たとえば車にしろ、冷蔵庫にしろ、iphoneにしり、毎年のように新製品が出てきます。冷蔵庫なんて冷やす以上の機能なんてそうそういらないのですが、それでも新製品が出るわけです。我々はモノではなく、新製品という記号や概念を買って消費しているわけです。モノを使い倒しているわけではないのですね。

ブランド品もそうです。バッグは本来モノを入れて運べればいいのですが、そこに我々はブランドという記号や概念を買うことをしています。

モノならある程度買えば、どこかで限度が来ます。ところが記号や概念ですから、いくら買っても何かが増えるわけではありません。いくら買おうと満足できませんので、さらにどんどん消費していくのですね。「iphoneの新作が出たから買う」「新モデルが出たから買う」とか、これらは記号や概念を買っているのですね。「新作」はいくらでも出せるので、きりがないわけです。

スマホゲームのガチャとかもこの原理を使っています。記号や概念はいくら買っても満足しませんし、限度がないわけです。企業側としては「満足しない」というのが重要なのですね。

こうやって消費社会では、暇のつぶし方のわからない「退屈」を感じる人たちに記号や概念を売りつけます。そしてそれらを買い続け、満足せずにひたすら貧しくなる人たちが量産されます。いくら買っても心が満足しない、そんな状態になってしまうのですね。そしてまた消費を繰り返すわけです。企業側としては狙い通りでおいしいわけです。

贅沢とはなにか?

ここでこの「記号や概念」を買わされる我々は、企業にどうやって対抗するかについてですが、『暇と退屈の倫理学』では「消費ではなく浪費をしろ」と述べています。

「贅沢」という言葉がありますが、これは「必要以上にモノを持つ」ということです。必要最低限より多くのモノを持つことですね。

「贅沢」は非難のまとになりますが、そもそも必要ギリギリで生活していたら、なにかアクシデントがあったとたんに立ちいかなくなります。現状維持のため、つねにピリピリしていなければならないので、そのような生活は豊かな生活とは言えません。

逆に言えば、人が豊かであるためには「贅沢」であることが必要とも言えます。

ただそうなると、「お金使いまくってモノ買いまくるのがいいことか?」と突っ込みが入ると思いますし、あまりモノを持ちたくないQ太郎的にもあまり納得のできるものではありません。

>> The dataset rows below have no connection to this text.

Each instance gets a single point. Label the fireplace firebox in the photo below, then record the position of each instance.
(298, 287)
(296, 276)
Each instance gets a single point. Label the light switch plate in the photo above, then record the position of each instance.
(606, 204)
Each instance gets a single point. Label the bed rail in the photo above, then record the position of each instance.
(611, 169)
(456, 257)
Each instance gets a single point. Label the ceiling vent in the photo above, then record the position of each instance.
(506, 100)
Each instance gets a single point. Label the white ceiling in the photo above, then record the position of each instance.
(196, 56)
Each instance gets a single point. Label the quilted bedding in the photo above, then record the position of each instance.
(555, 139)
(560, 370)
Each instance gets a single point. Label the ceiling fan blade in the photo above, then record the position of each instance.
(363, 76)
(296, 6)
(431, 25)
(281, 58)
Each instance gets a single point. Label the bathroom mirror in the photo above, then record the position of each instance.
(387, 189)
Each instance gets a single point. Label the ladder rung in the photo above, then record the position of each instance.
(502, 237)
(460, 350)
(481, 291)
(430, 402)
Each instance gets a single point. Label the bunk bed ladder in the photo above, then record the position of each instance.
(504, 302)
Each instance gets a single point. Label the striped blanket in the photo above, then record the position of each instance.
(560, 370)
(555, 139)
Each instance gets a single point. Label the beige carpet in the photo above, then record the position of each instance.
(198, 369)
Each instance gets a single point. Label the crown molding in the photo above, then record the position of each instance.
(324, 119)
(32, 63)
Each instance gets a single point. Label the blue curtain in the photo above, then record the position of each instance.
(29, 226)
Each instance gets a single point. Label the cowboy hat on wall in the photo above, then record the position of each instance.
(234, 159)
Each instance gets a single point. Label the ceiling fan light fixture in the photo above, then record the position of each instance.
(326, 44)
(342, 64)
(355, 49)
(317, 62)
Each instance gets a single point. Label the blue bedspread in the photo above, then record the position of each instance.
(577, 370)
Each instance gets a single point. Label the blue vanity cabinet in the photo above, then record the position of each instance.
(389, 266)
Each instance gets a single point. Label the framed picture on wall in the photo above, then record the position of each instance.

ここで本書では、「浪費」という言葉を定義します。これは「必要を超えてモノを受け取ること、吸収すること」です。

浪費は受け取ったり吸収しなければなければならないので、どこかでかならず限度が来ます。これが満足になります。

たとえばおいしいものでも、食べ続ければどこかで限度が来ます。服も買ったものをちゃんと着ていれば、体は一つしかないのでどこかで限界が来ます。本やゲームも、買ったあとにちゃんと読んだり遊んだりしつくせば、一生で読める本や遊べるゲームの量など限りがありますので、やはりどこかで限界が来るでしょう。どこかで満足するのです。

消費は「〇〇監督の新作」とか「東京で有名な三ツ星レストラン」とか、記号や概念がまず最初にあります。人はこれを消費するために店へ行ったり、モノを買ったりするわけです。そして人に「人気のお店行ったよ」とか自慢したり、インスタに写真をアップしたりするのですね。

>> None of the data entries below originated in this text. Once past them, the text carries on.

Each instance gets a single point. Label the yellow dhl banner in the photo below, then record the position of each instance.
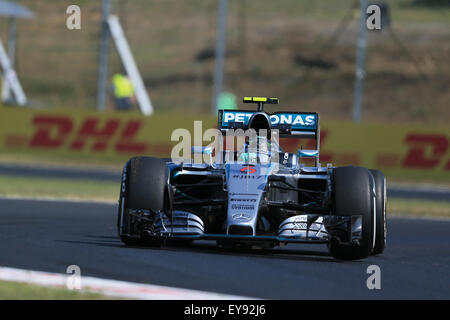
(400, 149)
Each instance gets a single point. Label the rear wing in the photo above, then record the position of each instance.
(289, 124)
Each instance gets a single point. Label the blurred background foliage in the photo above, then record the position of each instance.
(302, 51)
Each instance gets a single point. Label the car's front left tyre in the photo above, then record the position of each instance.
(144, 185)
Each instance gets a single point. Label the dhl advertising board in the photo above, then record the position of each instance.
(404, 150)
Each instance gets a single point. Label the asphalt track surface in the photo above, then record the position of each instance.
(396, 191)
(49, 236)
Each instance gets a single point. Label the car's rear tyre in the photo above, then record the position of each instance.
(353, 195)
(381, 220)
(144, 185)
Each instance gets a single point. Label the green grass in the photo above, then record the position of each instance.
(58, 188)
(422, 208)
(23, 291)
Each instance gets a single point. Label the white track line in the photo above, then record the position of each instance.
(113, 288)
(54, 199)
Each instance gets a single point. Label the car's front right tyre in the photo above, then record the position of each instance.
(144, 185)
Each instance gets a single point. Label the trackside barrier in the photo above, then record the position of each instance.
(401, 150)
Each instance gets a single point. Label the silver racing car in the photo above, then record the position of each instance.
(256, 195)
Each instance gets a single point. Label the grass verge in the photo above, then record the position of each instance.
(24, 291)
(58, 188)
(422, 208)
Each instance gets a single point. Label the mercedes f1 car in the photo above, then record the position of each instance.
(259, 196)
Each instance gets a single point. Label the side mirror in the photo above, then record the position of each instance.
(308, 153)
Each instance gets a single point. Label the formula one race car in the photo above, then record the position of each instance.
(257, 196)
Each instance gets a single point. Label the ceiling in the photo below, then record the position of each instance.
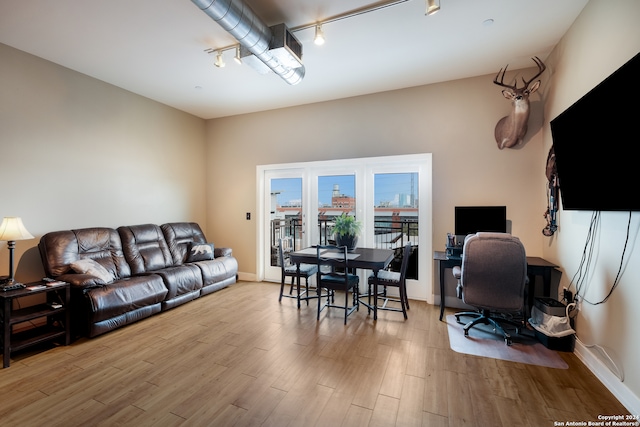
(157, 48)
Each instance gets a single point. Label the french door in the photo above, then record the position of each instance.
(390, 195)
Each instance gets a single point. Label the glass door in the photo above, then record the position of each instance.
(396, 213)
(285, 216)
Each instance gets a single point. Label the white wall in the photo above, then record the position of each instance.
(76, 152)
(455, 121)
(605, 36)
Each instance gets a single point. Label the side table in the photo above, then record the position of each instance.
(56, 310)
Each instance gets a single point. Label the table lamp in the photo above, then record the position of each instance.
(11, 230)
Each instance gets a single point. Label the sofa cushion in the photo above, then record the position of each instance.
(179, 235)
(125, 296)
(58, 249)
(91, 267)
(200, 252)
(145, 248)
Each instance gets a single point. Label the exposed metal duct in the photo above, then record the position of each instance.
(241, 22)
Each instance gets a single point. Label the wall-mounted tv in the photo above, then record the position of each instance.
(472, 219)
(594, 142)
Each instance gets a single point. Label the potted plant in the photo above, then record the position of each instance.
(346, 231)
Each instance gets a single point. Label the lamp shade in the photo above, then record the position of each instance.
(12, 229)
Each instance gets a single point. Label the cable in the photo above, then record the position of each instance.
(616, 281)
(587, 253)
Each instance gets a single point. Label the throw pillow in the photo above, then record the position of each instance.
(199, 252)
(93, 268)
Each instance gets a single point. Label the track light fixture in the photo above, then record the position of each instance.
(319, 38)
(432, 7)
(219, 61)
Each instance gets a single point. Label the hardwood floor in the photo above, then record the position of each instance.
(238, 357)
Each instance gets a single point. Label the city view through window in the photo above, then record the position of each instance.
(395, 209)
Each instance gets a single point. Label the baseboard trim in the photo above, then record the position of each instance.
(247, 277)
(608, 378)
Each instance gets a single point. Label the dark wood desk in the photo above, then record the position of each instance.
(536, 266)
(365, 258)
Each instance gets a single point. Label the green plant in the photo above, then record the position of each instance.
(346, 225)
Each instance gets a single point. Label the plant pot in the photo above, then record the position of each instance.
(349, 241)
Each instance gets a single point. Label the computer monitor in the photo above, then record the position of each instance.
(472, 219)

これらはすべて、用意された記号や概念を消費しているのですね。この消費をはじめるときりがないわけです。「有名人の丸〇さんが通ってる店」とか、「今月のマストバイ」とか、そんな記号や概念に付き合い続けたらお金がいくらあっても足りませんし、そもそも他人から提示されたものなので満足度も上がりません。

企業戦略として、個人の「個性」をあおって消費させるというのがあります。ブランド品など、それを手に入れると「個性的になる」ということですね。消費者は「個性的でなければならない」との強迫観念を植え付けられます。そもそも他人が用意したという時点で、個性もくそもないですけどね。

さらにいえば、「そもそも「個性」って何?」って話です。実際のところ、人なんて毎日考えもコロコロ変わりますし、毎日老いていきます。つねに変化し続けるので、固定した自我なんてあったものじゃありません。会社では会社の立ちふるまいがありますし、学校では学校の、家では家の立ち振る舞いがあります。場面や時間で変わりますので、自我も個性もあったものじゃないというか、そのときそのときでコロコロ変わるわけです。諸行無常なわけです。

そのコロコロ変化する「個性」が完成することはありませんので、完成しないものにお金をどんどん払ってくれるお客様は、企業側からすればいいお客様なわけです。完成がないのでずっとお金を落とし続けるしかありません。永久に満足しませんので、いくらモノを買おうが、ひたすら「何かが足りない」という不満足の日々が続きます。

消費社会においては、消費すればするほど満足度が下がっていってしまうのです。現代における「退屈に苦しむ人」というのも、この「永遠に満足しない消費社会」から生み出されているとは思います。

この「消費」から抜けて、しっかりモノを受け取り吸収する「浪費」ができれば、好転するのではないかとは思います。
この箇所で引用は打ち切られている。